Under the new law, owners of those companies get a credit of 93 percent of the income taxes they pay the state, while being able to take a full deduction of the tax as a business expense for the purpose of reporting their federal returns to the IRS. And for fund managers who claim a 20 percent tax rate after cashing in investments they have held for three years, one accounting method can reduce their long-term capital gains rate by 1.4 percentage points, according to the Bloomberg report.
According to several accounting experts queried by Bloomberg, the Connecticut provision has not gone unnoticed among the wealthiest money management firms and their bookkeepers, with New York residents who work in Connecticut not being able to grab the same benefit. Connecticut is third nationally for the concentration of households with at least $1 million in investable assets, at 107,000 in all or one of every 7.8 percent of households, as calculated by Phoenix Marketing International in its annual ranking of millionaire households.
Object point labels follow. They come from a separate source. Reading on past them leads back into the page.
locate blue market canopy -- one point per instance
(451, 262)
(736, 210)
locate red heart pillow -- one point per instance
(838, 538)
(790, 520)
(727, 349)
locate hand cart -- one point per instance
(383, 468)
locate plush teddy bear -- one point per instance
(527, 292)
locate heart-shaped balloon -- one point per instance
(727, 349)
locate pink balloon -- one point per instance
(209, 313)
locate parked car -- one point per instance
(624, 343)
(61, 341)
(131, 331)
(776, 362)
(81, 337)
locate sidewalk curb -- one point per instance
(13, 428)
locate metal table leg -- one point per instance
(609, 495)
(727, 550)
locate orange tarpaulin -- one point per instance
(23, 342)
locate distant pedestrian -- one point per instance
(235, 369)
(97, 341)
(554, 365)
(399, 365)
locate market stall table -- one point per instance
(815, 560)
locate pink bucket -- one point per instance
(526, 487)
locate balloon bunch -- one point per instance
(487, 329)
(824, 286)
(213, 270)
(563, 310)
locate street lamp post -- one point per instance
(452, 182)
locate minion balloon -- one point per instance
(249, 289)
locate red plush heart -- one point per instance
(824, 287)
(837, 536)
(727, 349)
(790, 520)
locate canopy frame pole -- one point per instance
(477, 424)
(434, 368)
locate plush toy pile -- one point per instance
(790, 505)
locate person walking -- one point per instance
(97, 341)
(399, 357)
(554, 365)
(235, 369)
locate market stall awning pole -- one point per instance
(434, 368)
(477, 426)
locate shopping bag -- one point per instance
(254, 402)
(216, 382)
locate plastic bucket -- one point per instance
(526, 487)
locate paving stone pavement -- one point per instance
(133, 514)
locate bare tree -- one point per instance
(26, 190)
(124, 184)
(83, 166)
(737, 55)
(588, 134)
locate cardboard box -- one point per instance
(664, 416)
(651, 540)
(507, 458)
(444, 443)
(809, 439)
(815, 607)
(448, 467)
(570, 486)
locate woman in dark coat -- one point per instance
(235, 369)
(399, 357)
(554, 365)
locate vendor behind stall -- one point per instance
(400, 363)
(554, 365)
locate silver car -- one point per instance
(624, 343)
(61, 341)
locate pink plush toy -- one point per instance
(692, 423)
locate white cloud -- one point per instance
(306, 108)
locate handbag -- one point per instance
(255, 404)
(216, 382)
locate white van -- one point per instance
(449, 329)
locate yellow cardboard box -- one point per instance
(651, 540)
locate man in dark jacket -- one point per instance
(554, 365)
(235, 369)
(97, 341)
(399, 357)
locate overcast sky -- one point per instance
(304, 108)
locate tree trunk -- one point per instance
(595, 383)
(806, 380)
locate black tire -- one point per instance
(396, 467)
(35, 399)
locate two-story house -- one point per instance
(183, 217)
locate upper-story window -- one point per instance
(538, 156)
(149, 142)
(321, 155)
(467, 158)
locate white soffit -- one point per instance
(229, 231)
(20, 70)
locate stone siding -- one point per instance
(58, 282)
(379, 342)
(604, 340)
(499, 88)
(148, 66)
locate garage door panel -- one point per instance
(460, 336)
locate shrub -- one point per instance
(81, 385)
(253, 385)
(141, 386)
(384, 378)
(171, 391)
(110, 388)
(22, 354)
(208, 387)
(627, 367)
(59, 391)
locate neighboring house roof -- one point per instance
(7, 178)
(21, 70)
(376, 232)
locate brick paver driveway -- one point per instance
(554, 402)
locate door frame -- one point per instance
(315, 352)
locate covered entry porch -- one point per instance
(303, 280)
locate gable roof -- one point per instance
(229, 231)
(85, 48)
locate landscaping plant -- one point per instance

Finn Dixon & Herling partner Michael Spiro told Bloomberg the IRS could yet issue a clarification barring the tax break.
The IRS already intervened earlier this year after Connecticut and other states explored creating a way to restore the benefits lost by residents after the December passage of the federal Tax Cuts and Jobs Act, which among other measures capped at $10,000 the IRS deductions taxpayers could take for the state and local taxes they pay, or SALT.
Connecticut, New York and other northeast states have since sued the federal government, with the Malloy administration estimating Connecticut residents will lose $10.8 billion in SALT deductions they could have claimed on this year’s taxes.
In August, income tax and pass-through entity tax collections were up 13.8 percent in Connecticut from a year earlier, according to the state Department of Revenue Services, representing an additional $55 million in revenue, with sales tax collections jumping more than 6 percent. The two taxes drive DRS collections, amounting to 80 cents of every dollar that taxpayers sent to Hartford in August.